More than half of all Australians would buy life insurance online and bypass traditional sales agents such as financial advisers – a trend that looks set to gain momentum as technology improves.
Life insurer Noble Oak found 55 per cent of 1100 survey respondents would buy complex life insurance policies over the internet, even though online products currently represent just 5 per cent of total sales.
"Life insurance seems to be a laggard compared to other financial services products, but it's inevitable buying behaviour will quickly change," Noble Oak chief executive Anthony Brown said.

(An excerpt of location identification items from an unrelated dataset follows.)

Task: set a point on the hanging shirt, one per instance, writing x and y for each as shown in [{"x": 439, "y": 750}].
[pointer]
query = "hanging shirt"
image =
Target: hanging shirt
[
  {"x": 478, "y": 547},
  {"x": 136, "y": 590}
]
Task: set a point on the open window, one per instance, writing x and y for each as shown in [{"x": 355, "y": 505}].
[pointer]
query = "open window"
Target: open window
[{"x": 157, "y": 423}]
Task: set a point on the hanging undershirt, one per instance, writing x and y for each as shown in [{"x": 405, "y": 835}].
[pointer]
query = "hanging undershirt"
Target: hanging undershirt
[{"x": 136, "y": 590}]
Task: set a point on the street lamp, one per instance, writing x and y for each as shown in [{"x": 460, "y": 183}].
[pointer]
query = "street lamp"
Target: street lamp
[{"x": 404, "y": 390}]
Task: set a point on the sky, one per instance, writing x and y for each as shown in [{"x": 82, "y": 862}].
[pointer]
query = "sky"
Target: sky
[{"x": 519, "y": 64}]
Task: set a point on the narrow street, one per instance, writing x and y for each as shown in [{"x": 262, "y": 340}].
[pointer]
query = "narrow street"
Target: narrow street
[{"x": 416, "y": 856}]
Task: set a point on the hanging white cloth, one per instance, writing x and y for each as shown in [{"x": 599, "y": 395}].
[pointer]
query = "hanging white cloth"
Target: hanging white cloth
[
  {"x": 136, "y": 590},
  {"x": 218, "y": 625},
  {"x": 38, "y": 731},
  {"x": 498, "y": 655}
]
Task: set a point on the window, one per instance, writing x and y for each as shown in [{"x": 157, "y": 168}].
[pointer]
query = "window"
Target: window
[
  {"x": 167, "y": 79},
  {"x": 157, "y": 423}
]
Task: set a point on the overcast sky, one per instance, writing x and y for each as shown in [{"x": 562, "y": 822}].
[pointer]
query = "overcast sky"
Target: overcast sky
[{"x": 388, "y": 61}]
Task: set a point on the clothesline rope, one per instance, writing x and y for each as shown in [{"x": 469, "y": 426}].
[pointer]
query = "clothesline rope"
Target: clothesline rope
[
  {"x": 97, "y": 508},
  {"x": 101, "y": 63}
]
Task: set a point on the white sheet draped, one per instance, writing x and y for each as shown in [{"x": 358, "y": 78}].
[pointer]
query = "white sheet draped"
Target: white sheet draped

"Life insurance will be bought online far more often within the next five years. The number of people purchasing general insurance products online increased more than tenfold from about 2008 to 2013," he said. "There is no reason why this trend won't be replicated with life insurance."
Nearly seven out of 10 Australians say they would be confident in purchasing life and income protection cover online without a financial adviser, despite the policies' complexities.
Australian consumer trust in financial advisers has suffered blows in recent years following a series of scandals to plague the sector.
Commonwealth Bank of Australia was embroiled in a financial planning scandal after thousands of clients lost hundreds of millions in retirement savings after receiving inappropriate financial advice.
Last year, Macquarie Group paid millions to clients of its financial planning division, after the Australian Securities and Investments Commission found a string of compliance failures including lax advice.
More recently, life insurers have come under the spotlight after CommInsure, one of the largest insurer's in the country, denied claims and adopted unethical policies.
Mr Brown said burgeoning interest in online policies coincides with the drop in confidence, and a rise in digital knowledge among consumers. Younger Australians are naturally more web-savvy than previous generations and more independent, he said.
"I'm sure some of the recent negative publicity around financial advisers has accelerated this trend, but most of the change is simply an evolution in buying behaviour," Mr Brown said.
"While a majority of customers previously outsourced their financial affairs, we are moving to a new state where people are taking more control and insourcing these decisions. The growth in SMSFs [self-managed super funds] illustrates this trend."
Australians are tightening their belts and watching every cent they spend on insurance.
Around 46 per cent say they would happily switch insurers if it resulted in lower premiums. They would also give up their life insurance before surrendering their car and home insurance, even though this could severely damage their finances in time of need.